İkinci el otomobil alınırken bile eksiği var mı diye kontrol ettirildiğini belirten Çelik, şunları kaydetti:

"60 trilyonluk bir tesisi devralıyorsunuz ve bugüne kadar ne var, ne yok demiyorsunuz. Hal böyleyken arkadaşlarım ve ben ’2002 yılındaki yönetmeliğe uygun yapmadınız’ diye suçlanıyoruz. Bunun bir izahı var mı? Bu binayı kim eksik şekilde yapmışsa tabii ki o kabahatlidir. Bu eksiklikler olduğu, yönetmeliklere uymadığı halde bu binanın kabulünü kimler yapmışsa onlar sorumludur. 4 yıldır uhdenizde bulunan, teslim aldığınız bir binayı bir inceleme, değerlendirmeden geçirmeyen yetkililer de sorumludur herhalde. Burada bizim nasıl bir sorumluluğumuz olabilir Allah aşkına. Biz de herkes gibi bu olaydan sonra öğrendik bu eksikliklerin olduğunu. Ben bir hekim olarak bununla suçlanıyor ve cezalandırılıyorum. Vicdanen de bu konuda rahatsızlık duymuyorum. İnsanlarımızın vefatından duyduğum rahatsızlık ayrı. Ama bilgim dahilinde bir eksiği, bir gediği yapmamış, yaptırmamış değilim. Burada bizim sıkıntımız, eksiğimiz yok. Görevimi ilk günden bugüne kadar en iyi şekilde yapan bir idareciyim. İstifa etmeyi düşünmem için sebep olmadığını düşünüyorum. Bakanlığın takdiridir, bizi görevimizden alırlar, benim bileceğim bir iş değil. O noktada hukuk önünde gideceğim yollar varsa bunları kullanırım veya kullanmam."

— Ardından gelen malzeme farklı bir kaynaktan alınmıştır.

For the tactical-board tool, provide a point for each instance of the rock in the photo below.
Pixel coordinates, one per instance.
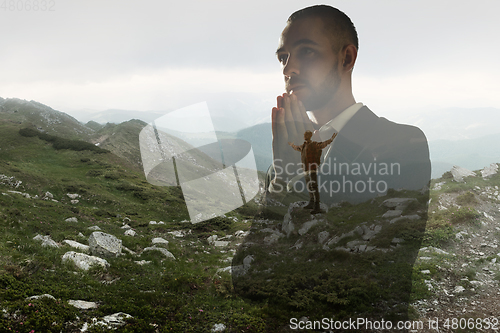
(489, 171)
(130, 232)
(459, 173)
(241, 233)
(167, 253)
(218, 328)
(46, 241)
(211, 239)
(288, 226)
(306, 226)
(84, 261)
(40, 296)
(77, 245)
(178, 233)
(159, 241)
(104, 245)
(323, 236)
(395, 202)
(392, 213)
(83, 305)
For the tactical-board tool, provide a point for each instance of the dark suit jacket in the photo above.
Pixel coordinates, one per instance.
(371, 155)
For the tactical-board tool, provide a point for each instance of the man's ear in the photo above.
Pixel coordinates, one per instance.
(349, 54)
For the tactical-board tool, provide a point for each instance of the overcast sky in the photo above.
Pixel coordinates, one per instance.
(160, 55)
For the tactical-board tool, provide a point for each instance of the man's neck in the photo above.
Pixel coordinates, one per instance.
(330, 111)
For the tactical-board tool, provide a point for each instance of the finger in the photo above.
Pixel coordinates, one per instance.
(298, 115)
(289, 120)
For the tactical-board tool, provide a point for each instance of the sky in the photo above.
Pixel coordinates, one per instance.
(80, 56)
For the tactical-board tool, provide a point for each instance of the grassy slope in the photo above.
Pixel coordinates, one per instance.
(170, 293)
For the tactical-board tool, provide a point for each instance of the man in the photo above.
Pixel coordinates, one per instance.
(311, 159)
(357, 259)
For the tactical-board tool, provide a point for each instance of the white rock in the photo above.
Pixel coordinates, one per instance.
(218, 328)
(489, 171)
(40, 296)
(130, 232)
(84, 261)
(167, 253)
(323, 236)
(459, 173)
(159, 241)
(77, 245)
(83, 305)
(104, 245)
(46, 241)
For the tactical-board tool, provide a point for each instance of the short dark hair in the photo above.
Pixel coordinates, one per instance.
(337, 22)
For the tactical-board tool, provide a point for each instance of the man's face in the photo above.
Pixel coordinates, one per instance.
(309, 64)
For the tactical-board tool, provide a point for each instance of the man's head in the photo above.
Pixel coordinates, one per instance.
(317, 50)
(307, 135)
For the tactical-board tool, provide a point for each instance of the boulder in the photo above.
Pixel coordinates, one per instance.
(83, 305)
(167, 253)
(104, 245)
(76, 245)
(489, 171)
(84, 261)
(459, 173)
(159, 241)
(46, 241)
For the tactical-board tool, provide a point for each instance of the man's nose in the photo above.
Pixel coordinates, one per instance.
(291, 67)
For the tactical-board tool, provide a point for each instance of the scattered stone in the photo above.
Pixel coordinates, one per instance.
(40, 296)
(130, 232)
(241, 233)
(218, 328)
(459, 173)
(76, 245)
(306, 226)
(83, 305)
(489, 171)
(46, 241)
(323, 236)
(167, 253)
(397, 202)
(84, 261)
(104, 245)
(159, 241)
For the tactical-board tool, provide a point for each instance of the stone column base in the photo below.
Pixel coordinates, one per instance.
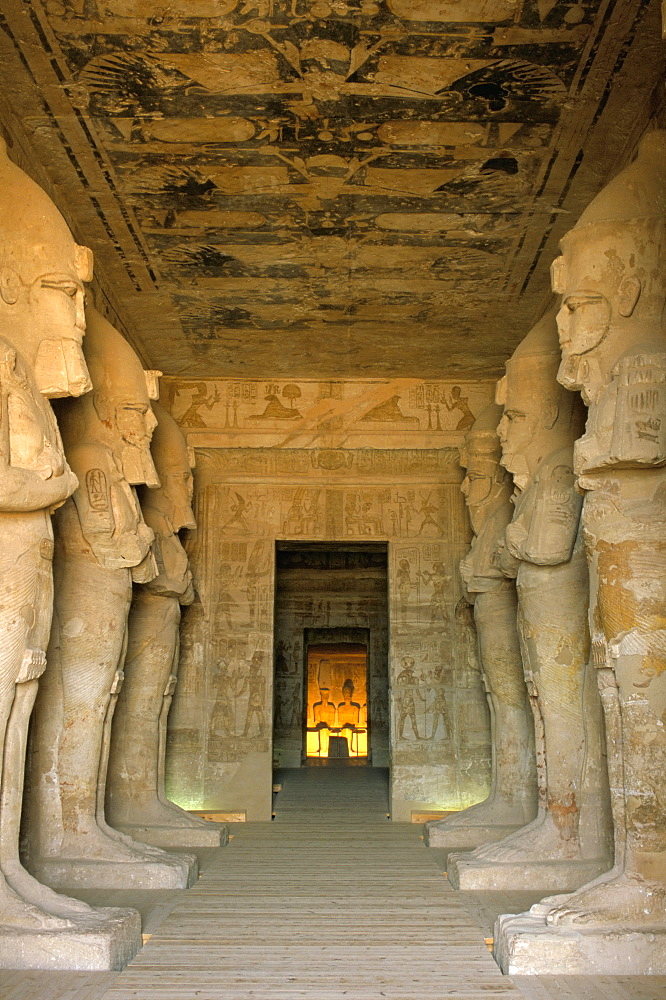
(437, 833)
(104, 941)
(526, 946)
(210, 835)
(176, 871)
(465, 872)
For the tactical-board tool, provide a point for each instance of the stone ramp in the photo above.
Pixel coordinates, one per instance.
(329, 901)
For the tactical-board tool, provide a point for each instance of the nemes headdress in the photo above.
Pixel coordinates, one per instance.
(34, 238)
(628, 217)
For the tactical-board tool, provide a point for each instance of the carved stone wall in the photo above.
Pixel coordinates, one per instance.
(365, 460)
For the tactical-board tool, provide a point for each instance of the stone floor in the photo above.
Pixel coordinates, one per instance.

Sağlık Bakanlığı Teftiş Kurulunca hazırlanan raporda, Hastane Başhekimi Osman Naci Çelik, Hastane Müdürü Salim Özdağ, müdür yardımcıları Mehmet Genç ve Yakup Güler’in "görevlerini gerektiği gibi yapmakta ihmalleri olduğunun saptandığı, görevlerinden alınmalarının uygun olacağı" belirtilmişti.